His diary gives valuable insight into the personalities and characters involved in those events. He also documented and described other notable events, including the grand opening of the Oriental Saloon, which later become famous in Old West history. He became friends with Reverend Endicott Peabody during his six months of residence in Tombstone during early 1882, and when Parsons learned the Reverend was a pretty good boxer, arranged a match between him and the Methodist minister, Joseph P. "Mac" McIntyre. Endicott won.

Parsons was, in 1885, the first librarian for the Tombstone Library, and in 1887 he left Tombstone, which by that time was on the decline.

== Later life ==

Parsons moved to Los Angeles, California in 1887. He became director of the Los Angeles Chamber of Commerce and served as president of the Los Angeles Mining and Stock Exchange. Portions of the diary was donated to the Arizona Pioneers Historical Society during the 1930s by Emma Parsons, his widow.

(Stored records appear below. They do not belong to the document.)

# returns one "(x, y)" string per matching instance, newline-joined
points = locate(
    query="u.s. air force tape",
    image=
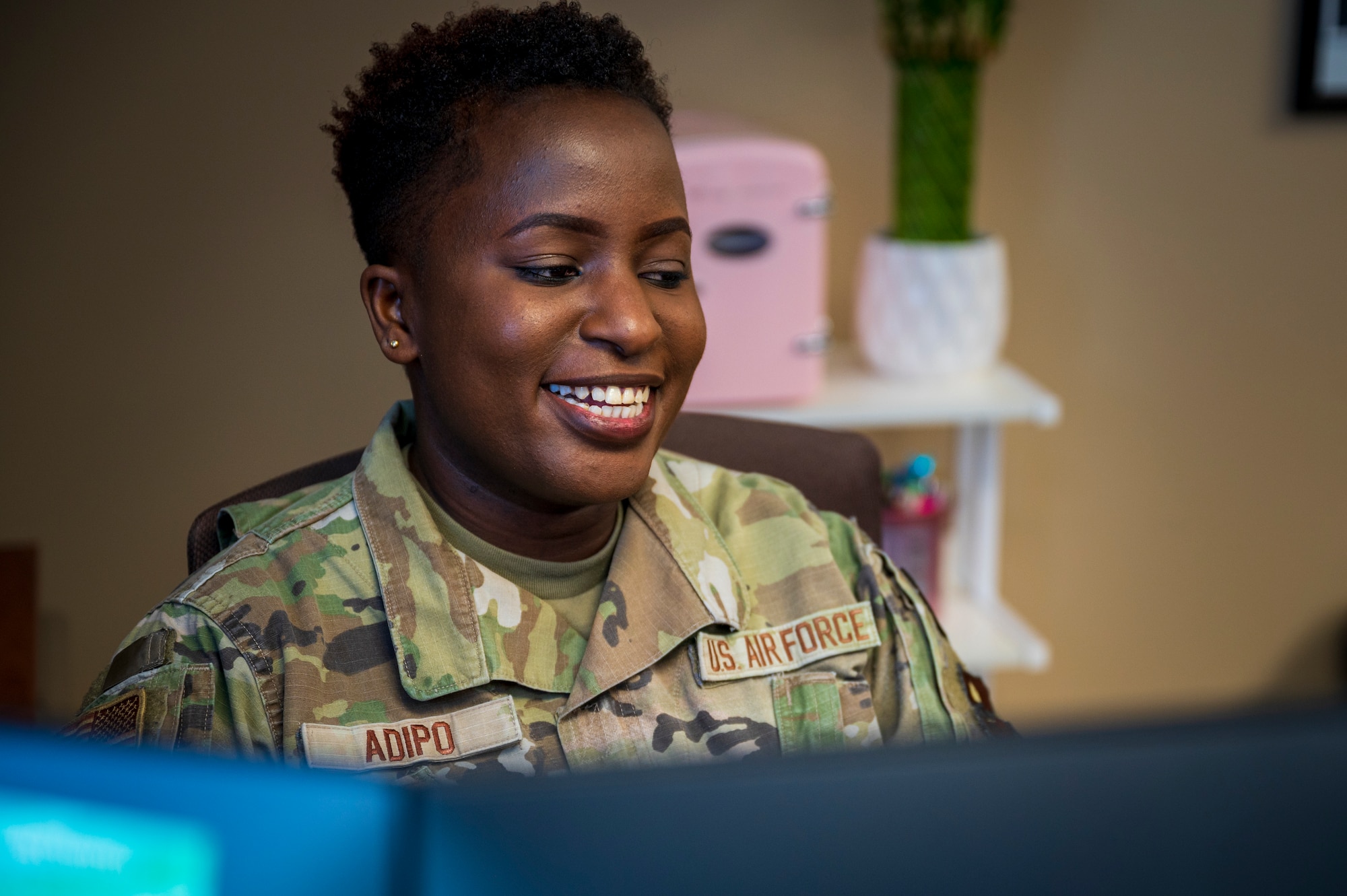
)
(434, 739)
(762, 652)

Parsons stopped writing in his diary in 1929. Editor Carl Chafin later spent several years researching the diary, and later published the portions covering 1879 to 1887. Parsons died in Los Angeles, and was buried in "Evergreen Cemetery". His diaries are still published, most notably in the book A Tenderfoot in Tombstone, the Private Journal of George Whitwell Parsons: The Turbulent Years, 1880–82, authored by Lynn R. Bailey.

Even at the time of Parsons' death, he was recognized for his place in history. His obituary in The San Bernardino Daily Sun characterized him as a "desert pioneer" and a "veteran of the wildest days of Tombstone", and noted that his diaries had become significant sources for writers seeking to depict the Old West.